Judge Millette in July decided to move the trial more than 200 miles from where the crime occurred and chose Virginia Beach because its demographics resemble those of Prince William County. Defense attorneys argued that Northern Virginia residents would still be traumatized from the sniper shootings and unable to make unbiased decisions.

Mr. Muhammad, 42, and companion Lee Boyd Malvo, 18, are accused of killing 10 persons and wounding three during a three-week shooting spree in the greater Washington area last year.

The pair also are accused of nine other shootings, five of them fatal, across the country between February and September last year.

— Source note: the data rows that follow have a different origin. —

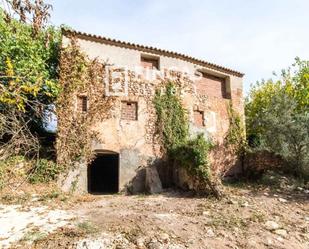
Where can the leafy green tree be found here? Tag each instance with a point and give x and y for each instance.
(277, 117)
(28, 76)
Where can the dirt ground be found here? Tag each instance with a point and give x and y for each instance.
(249, 217)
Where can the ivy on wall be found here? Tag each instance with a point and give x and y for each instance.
(79, 75)
(173, 128)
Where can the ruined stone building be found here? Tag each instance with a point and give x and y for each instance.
(127, 141)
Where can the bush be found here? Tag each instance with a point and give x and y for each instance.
(193, 155)
(44, 171)
(277, 117)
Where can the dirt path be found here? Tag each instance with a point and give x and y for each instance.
(249, 218)
(245, 220)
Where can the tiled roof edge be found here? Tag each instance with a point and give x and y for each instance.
(151, 50)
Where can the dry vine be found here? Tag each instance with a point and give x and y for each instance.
(79, 75)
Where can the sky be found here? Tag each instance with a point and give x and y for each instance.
(254, 37)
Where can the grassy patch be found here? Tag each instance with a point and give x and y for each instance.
(34, 235)
(87, 227)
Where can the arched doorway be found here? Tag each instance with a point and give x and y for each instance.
(103, 174)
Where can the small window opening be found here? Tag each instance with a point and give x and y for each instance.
(152, 63)
(83, 103)
(128, 110)
(199, 118)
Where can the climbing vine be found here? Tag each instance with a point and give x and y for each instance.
(79, 75)
(173, 128)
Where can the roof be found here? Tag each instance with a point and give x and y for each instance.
(150, 49)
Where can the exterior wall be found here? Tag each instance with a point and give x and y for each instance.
(134, 140)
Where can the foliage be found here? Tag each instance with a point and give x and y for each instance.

Mr. Malvo is scheduled to go on trial Nov. 10 in neighboring Chesapeake in the Oct. 14, 2002, death of FBI analyst Linda Franklin, 47, at a Home Depot in Falls Church. His attorneys have said they intend to offer an insanity plea, arguing that he was under the influence of the older sniper suspect.

Yesterday, the 123 potential jurors were divided into three groups and were questioned by Judge Millette about whether they could be impartial and serve throughout the trial’s expected six-week duration.

For each group, Judge Millette introduced the attorneys for both sides and Mr. Muhammad, who rose and turned to his right to look the prospective jurors in the eye. Each time, his eyes were wide open and his lips were pressed together tightly.

Attorneys then questioned the first group, and struck two women for cause. They will conduct individual interviews with members of the first group today before moving to the second and third groups.

Opposing strategies were evident in the questions each side asked.

“Is there anyone who cannot believe that a 42-year-old could control and direct the actions of a 17-year old?” Mr. Ebert asked the first group, pausing to hear their reply. There was silence.

Defense attorney Peter D. Greenspun countered Mr. Ebert’s question.

“Does anyone believe a 17-year-old does not have free will and the ability to make their own decisions about their actions and inactions?” he said. Again, no one spoke.

Mr. Ebert’s questioning lasted about 10 minutes and focused on jurors’ ability to delay making a decision on the suspect’s guilt until evidence is fully presented. He also asked whether anyone opposed the death penalty. Only one person said she wasn’t sure.

Mr. Ebert asked whether anyone had “ill will” toward law enforcement or government, had participated in ministry to prisoners, was employed by a law firm or had close ties to anyone in a law firm. A handful answered the last question, and then Mr. Ebert stood down.

“They’re all acceptable to the Commonwealth,” the prosecutor said.

Mr. Greenspun’s 45-minute questioning was more detailed and probed into whether prospective jurors had background, training in or ties to law enforcement, had been a victim of serious crime, and could carry on a presumption of the suspect’s innocence throughout the trial.

Mr. Greenspun asked whether Mr. Muhammad’s being black and a Muslim would impede jurors’ judgment. No one said it would. The defense attorney also asked the jurors whether they had worked with mentally ill people.

Mr. Greenspun and fellow defense attorney Jonathan Shapiro filed a motion Friday asking Judge Millette to allow a mental health expert to testify at trial, even though Mr. Muhammad last week refused to cooperate with a mental health expert for the prosecution.

“It’s our opinion that Virginia law would allow an expert to testify based on facts he is presented with in the courtroom. He doesn’t even need to speak to the defendant,” Mr. Shapiro told reporters after the day’s proceedings.